FSBS Privacy & Data Management

Reusing and Publishing Data

Reusing data

Sometimes you will not collect a new dataset from participants, but rather use an existing dataset. If this dataset contains personal data, reuse is not automatically permitted. Below an extensive flow chart that aims to provide some assistance in establishing whether reuse is permitted. It does not matter whether you are using data collected yourself, or whether it has been collected by a colleague at another institute. Of key importance for FSBS researchers is what participants were initially told their personal data would be used for, and whether reuse is compatible with those parameters. For example, if your participants were initially told their data would not be shared with anyone, even sharing their data anonymously may be unethical.

This guideline differs from what is stated on Reuse of data on the Intranet page Research exceptions in privacy legislation

 

Publishing data

You may want to make your dataset publicly available, either accompanying an article or on an open repository. However, especially when dealing with personal data, this is not always permitted. Questions you will need to ask yourself:

  1. Are there restrictions on data reuse stemming from agreements, intellectual property, copyright? While the concept of ‘data ownership’ does not exist under Dutch law, there may be restrictions stemming from signed agreements with partners, or things like intellectual property or copyright that prevent the publishing of the dataset. Read more about this at auteursrechten.nl.
  2. Does the information presented to the participant during the initial collection contain any restrictions on sharing? If participants were initially told data would not be shared with other researchers, kept confidential or would not be used for any other purpose than the current research, then sharing is not permitted. The Ethics Review Board may decide in on whether publication after anonymization is still permissible in that case.
  3. If the data contains personal identifiable information, anonymize the data. Remember, anonymization may not always be possible. In addition, there may be ethical restrictions in reusing the anonymous data when participants were explicitly told nothing would be shared during the initial data collection.

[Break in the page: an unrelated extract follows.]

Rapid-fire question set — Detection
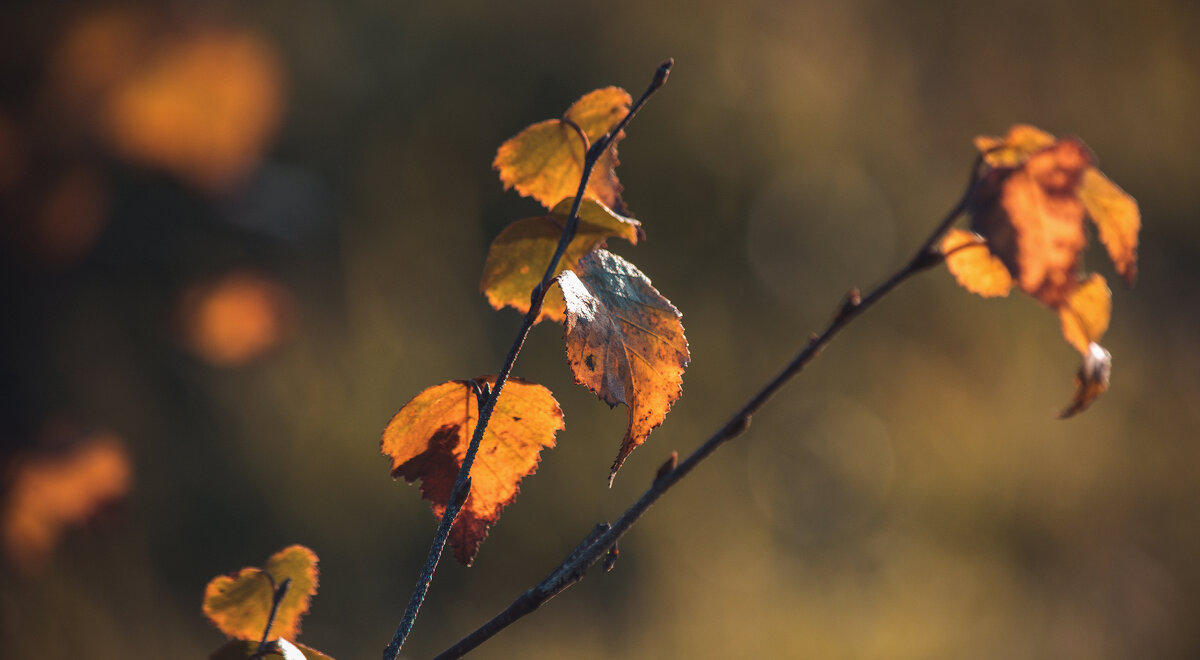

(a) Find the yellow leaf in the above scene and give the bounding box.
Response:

If the dataset is fully anonymous, publishing it as an open dataset is permitted (barring any restrictions stemming from points 1 and 2). When in doubt, contact the privacy officer.

If the dataset does contain personally identifiable information, making it publicly available is problematic. Because, publishing personal information, even with consent, can conflict with the GDPR (articles 5(1)(c) and 4(1)(c)), which provides that personal data must be “adequate, relevant and limited to what is necessary in relation to the purposes for which they are processed”. Furthermore, under article 6(1)(a) of the GDPR, consent must be given for one or more specific purposes. Can the publication of a dataset be seen as ‘specific enough’? Publishing data containing personal information can also make it difficult (or impossible) for participants to exercise their ‘right to be forgotten’ (articles 17 & 19), as further reuse may be the intended goal of the publication. Finally, participants are allowed to withdraw their consent. Participants need to be made fully aware of these issues. For some types of data publishing them may be a trivial decision, but for more sensitive categories or complex types of data require a serious weighing of pros and cons.

While on the one hand, individuals have the autonomy to determine how much of their data they wish to disclose, and to accept the risk associated with the potential loss of control over data once it becomes publicly available, recognizing the challenges in effectively removing such data once released. On the other hand, researchers should perhaps protect participants from themselves and be cautious with sharing their data. Therefore, it’s advisable to consult with the ethics committee to determine if disclosure is truly permissible. Furthermore, when personally identifiable information is published to the public domain, those reusing the data will also need their own legal ground under the GDPR to do so.

In conclusion, it remains advisable to aim for fully anonymous datasets when publishing data. When this is not possible, publish with restricted access to better safeguard the rights of the participants.